Alone in its isolation?

7/26/2001

During the 1930s, isolationist lawmakers, such as Sen. Gerald P. Nye of North Dakota, assailed the armaments industry as the “merchants of death.” The United States, for all its industrial might, was then only a middling military power. And as columnist Gwynne Dyer recently noted on The Blade's opinion pages, while the United States is not isolationist, its political institutions have set it apart as an isolated country.

Mr. Dyer argues that the United States is a “very old-fashioned country” operating under a Constitution essentially in place before 1800. It does not mean that this country ignores its role in world affairs. As the sole remaining military superpower, it cannot do that.

However, our views of national sovereignty have remained relatively fixed at a time when proud European countries are giving up their currencies and the right to regulate them. Again, this is a product of isolation, although thoughtful observers point out that the North American continent has gradually become a single economic entity, if not a political one.

Meanwhile, the modern-day “merchants of death” are busier than ever. The United States is the leading exporter of small-arms abroad, with sales amounting to $1.2 billion. Germany is second, with sales of $384 million, less than a third of the U.S. total.

The Bush administration finds no problem with this. As on other issues, such as global warming, the nonsensical missile-defense system, and the issue of an International Criminal Court, the administration, while prescribing conduct for other nations, says, “No, thank you, we are opting out.”

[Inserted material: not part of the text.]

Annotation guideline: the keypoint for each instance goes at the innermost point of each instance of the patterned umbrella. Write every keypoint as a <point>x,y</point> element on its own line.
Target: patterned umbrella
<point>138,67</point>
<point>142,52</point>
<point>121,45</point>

At a United Nations conference on stopping the illegal trade of light weapons, the United States has put up roadblocks. “We do not support measures that would constrain legal trade and legal manufacturing of small arms and light weapons,” said John Bolton, undersecretary of state for arms control. “The vast majority of arms transfers in the world are routine and not problematic.”

While the United States might support limits on military weapons (such as machine guns, assault rifles, mortars, grenade launchers, anti-tank and anti-aircraft weapons, and portable missile launchers, it chooses not to annoy the U.S. gun lobby by including smaller-caliber rifles and pistols, deemed to be hunting and sporting weapons.

The U.N. estimates that there are some 500 million firearms in the world, and that they claim the lives of at least half a million people a year, 80 per cent of them women and children. Guns in the wrong places and in the wrong hands are not merely innocent hobby items, as even the gun lobby might concede.

Surely a compromise could be reached on this and other issues. However, the Bush administration is paying only lip-service to cooperation with our long-term allies, and using the shield of national sovereignty wherever it chooses.

It is one thing to urge other nations to accept American “ideals.” But when this country is busy retailing arms and cigarettes, both of which are death-dealing commodities, those ideals sound more than a little hollow.